Closed mishooax closed 1 month ago
Ah, yeah, we need to better document this. There are two things going on here:
block_mask = create_block_mask(
sliding_window_mask, B=None, H=None, Q_LEN=SEQ_LEN, KV_LEN=SEQ_LEN, _compile=False
)
You need to call this with _compile=True. We essentially map your block mask over a full Q_LEN x KV_LEN matrix in order to produce the block mask. Without compile, we need to materialize this full thing, and it can cause OOMs on long sequences.
As well, you need to run flex_attention = torch.compile(flex_attention)
. Without compile, flex falls back to a non-fused eager implementation that is great for debugging, but it is much slower and materializes the full scores matrix.
thanks @drisspg ! this seems to work:
from functools import partial
import torch
from torch.nn.attention.flex_attention import _mask_mod_signature
from torch.nn.attention.flex_attention import flex_attention, create_block_mask
def generate_sliding_window(window_size: int) -> _mask_mod_signature:
def sliding_window(b, h, q_idx, kv_idx):
del b, h # not used
return torch.abs(q_idx - kv_idx) <= window_size // 2
sliding_window_mask = sliding_window
sliding_window_mask.__name__ = f"sliding_window_{window_size}"
return sliding_window_mask
if __name__ == "__main__":
B, H, SEQ_LEN, HEAD_DIM = 1, 16, 40320, 32
WINDOW_SIZE = 512
def make_tensor():
return torch.ones(B, H, SEQ_LEN, HEAD_DIM, device="cuda", dtype=torch.float16)
q, k, v = make_tensor(), make_tensor(), make_tensor()
sliding_window_mask = generate_sliding_window(window_size=WINDOW_SIZE)
block_mask = create_block_mask(
sliding_window_mask, B=None, H=None, Q_LEN=SEQ_LEN, KV_LEN=SEQ_LEN, _compile=True
)
opt_flex_attention = torch.compile(partial(flex_attention, block_mask=block_mask))
out = opt_flex_attention(q, k, v, block_mask=block_mask)
print(f"Shape of output tensor: {list(out.shape)}")
FWIW, I got shape-related compilation errors with my initial tensor sizes:
AssertionError: All non-batch values in both first input shape ([constexpr[128], constexpr[8]]) and second input shape ([constexpr[8], constexpr[64]]) must be >= 16!

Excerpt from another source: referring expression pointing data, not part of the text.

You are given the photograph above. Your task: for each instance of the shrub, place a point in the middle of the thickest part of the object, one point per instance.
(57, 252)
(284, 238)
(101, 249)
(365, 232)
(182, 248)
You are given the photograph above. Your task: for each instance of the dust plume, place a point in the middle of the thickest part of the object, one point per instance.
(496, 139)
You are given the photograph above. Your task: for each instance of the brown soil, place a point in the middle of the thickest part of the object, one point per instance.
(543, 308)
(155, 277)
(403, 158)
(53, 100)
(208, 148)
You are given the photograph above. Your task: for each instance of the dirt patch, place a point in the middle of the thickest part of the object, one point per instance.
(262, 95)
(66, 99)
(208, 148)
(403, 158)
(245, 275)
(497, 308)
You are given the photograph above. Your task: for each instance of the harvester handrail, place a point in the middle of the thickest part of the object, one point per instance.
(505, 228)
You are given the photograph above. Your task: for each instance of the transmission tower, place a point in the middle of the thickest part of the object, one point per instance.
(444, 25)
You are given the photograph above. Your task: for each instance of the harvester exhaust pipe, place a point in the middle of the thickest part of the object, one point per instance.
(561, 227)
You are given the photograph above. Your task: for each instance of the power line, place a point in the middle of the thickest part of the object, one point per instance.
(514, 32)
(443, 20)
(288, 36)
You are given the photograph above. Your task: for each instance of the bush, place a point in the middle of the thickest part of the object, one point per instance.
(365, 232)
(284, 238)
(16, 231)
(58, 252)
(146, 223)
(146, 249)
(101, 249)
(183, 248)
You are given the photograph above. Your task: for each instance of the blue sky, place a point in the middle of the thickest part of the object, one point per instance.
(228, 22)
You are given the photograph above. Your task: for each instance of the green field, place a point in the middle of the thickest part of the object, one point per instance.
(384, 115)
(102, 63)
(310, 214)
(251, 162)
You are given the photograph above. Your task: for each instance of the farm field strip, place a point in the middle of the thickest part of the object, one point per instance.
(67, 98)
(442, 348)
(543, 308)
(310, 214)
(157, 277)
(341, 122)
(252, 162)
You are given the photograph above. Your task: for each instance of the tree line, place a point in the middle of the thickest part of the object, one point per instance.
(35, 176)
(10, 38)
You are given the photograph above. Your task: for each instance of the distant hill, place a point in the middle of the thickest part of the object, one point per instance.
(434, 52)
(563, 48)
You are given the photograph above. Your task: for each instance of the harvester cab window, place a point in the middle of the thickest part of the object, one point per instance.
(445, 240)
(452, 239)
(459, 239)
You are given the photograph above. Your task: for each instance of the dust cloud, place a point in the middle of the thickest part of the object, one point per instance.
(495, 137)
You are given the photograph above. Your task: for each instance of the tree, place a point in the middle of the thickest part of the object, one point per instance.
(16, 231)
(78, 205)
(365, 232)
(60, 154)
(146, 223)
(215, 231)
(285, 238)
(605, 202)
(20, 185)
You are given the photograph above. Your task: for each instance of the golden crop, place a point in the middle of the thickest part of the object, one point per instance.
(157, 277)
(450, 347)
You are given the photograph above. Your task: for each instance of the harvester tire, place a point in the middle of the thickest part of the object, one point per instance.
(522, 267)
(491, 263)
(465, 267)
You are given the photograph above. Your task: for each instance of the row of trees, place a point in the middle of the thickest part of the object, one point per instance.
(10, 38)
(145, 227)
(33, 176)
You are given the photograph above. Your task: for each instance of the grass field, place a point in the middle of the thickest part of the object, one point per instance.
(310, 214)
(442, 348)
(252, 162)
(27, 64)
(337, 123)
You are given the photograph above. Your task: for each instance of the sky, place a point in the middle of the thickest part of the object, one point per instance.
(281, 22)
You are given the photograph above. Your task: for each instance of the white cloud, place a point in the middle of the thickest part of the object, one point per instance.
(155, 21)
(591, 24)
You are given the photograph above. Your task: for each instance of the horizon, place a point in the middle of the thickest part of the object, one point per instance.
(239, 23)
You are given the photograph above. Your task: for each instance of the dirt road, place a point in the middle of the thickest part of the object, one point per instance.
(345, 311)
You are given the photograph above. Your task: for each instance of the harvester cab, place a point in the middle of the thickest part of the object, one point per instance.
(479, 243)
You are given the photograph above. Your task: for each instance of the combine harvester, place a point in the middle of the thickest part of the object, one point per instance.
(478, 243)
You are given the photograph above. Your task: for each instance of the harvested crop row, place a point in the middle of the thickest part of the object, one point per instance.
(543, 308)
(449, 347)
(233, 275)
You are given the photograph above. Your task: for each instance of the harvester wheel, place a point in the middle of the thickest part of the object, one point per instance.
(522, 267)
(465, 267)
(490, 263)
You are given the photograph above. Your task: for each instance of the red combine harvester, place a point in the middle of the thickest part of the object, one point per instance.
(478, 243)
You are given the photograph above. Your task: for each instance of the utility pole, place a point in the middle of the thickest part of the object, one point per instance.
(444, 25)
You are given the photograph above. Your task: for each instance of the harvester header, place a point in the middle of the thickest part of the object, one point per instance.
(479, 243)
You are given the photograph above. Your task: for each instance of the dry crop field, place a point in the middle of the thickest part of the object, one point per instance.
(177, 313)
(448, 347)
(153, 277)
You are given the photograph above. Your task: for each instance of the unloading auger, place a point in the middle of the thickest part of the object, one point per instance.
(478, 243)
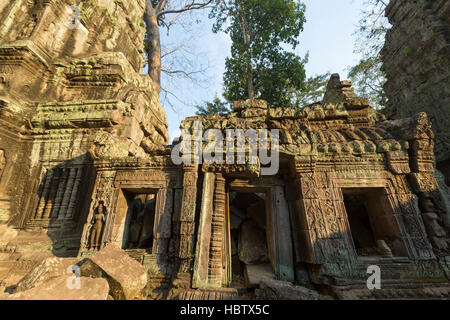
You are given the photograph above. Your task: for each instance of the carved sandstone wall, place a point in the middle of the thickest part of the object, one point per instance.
(71, 89)
(416, 59)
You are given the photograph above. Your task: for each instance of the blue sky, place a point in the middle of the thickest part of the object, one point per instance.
(327, 35)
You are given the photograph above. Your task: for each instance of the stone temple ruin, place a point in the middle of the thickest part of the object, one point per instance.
(85, 163)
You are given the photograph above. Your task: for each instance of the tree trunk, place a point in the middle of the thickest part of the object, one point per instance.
(154, 47)
(247, 42)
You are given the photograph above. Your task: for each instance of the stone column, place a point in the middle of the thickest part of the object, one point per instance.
(202, 251)
(217, 234)
(187, 222)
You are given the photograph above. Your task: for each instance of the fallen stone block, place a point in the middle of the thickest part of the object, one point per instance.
(126, 277)
(62, 288)
(48, 269)
(270, 289)
(254, 274)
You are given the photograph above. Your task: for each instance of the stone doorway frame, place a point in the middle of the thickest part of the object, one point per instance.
(278, 229)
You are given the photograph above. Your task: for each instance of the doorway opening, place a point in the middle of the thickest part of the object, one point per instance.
(250, 258)
(138, 233)
(374, 229)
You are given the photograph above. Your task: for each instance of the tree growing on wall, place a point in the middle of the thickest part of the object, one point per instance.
(164, 13)
(366, 75)
(216, 106)
(263, 33)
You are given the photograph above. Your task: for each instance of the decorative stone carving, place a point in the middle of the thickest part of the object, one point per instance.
(434, 225)
(97, 227)
(2, 162)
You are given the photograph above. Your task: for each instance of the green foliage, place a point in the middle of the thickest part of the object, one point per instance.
(312, 92)
(260, 66)
(216, 106)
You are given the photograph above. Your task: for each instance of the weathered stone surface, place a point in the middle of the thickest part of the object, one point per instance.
(252, 244)
(58, 289)
(48, 269)
(254, 274)
(82, 134)
(283, 290)
(126, 277)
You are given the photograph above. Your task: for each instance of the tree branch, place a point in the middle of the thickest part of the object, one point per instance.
(188, 7)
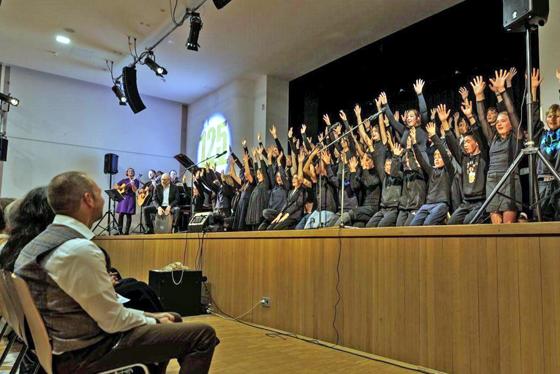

The above exception was the direct cause of the following exception:
triton.compiler.errors.CompilationError: at 44:13:
RCP_LN2: tl.constexpr = 1.44269504
if PRESCALE_QK:
q = (q * SM_SCALE * RCP_LN2).to(MATMUL_PRECISION)
# loop over k, v and update accumulator
for start_n in range(block_n_start, block_n_end):
# -- load k --
k = tl.load(K_block_ptr)
# -- compute qk ---
qk = tl.dot(q, k) # TODO: use cuda matmul when q_len <= 2.
Is this a known limitation of flex-attention (or the torch compiler)?
Yeah I think this might be fixed in later triton version than we are currently shipping in PyTorch today, let me create a a repo though for tracking
@foreverpiano I am going to close this and we can use the pytorch issue for tracking
Hi @drisspg ,
are there any pointers for how we need to code this to make it work inside a nn.Module
?
Using
sliding_window_mask = generate_sliding_window(window_size=WINDOW_SIZE) # defined this outside of nn.Module
block_mask = create_block_mask(
sliding_window_mask, B=None, H=None, Q_LEN=SEQ_LEN, KV_LEN=SEQ_LEN, _compile=True
)
inside forward()
throws compilation errors when i run torch.compile(module)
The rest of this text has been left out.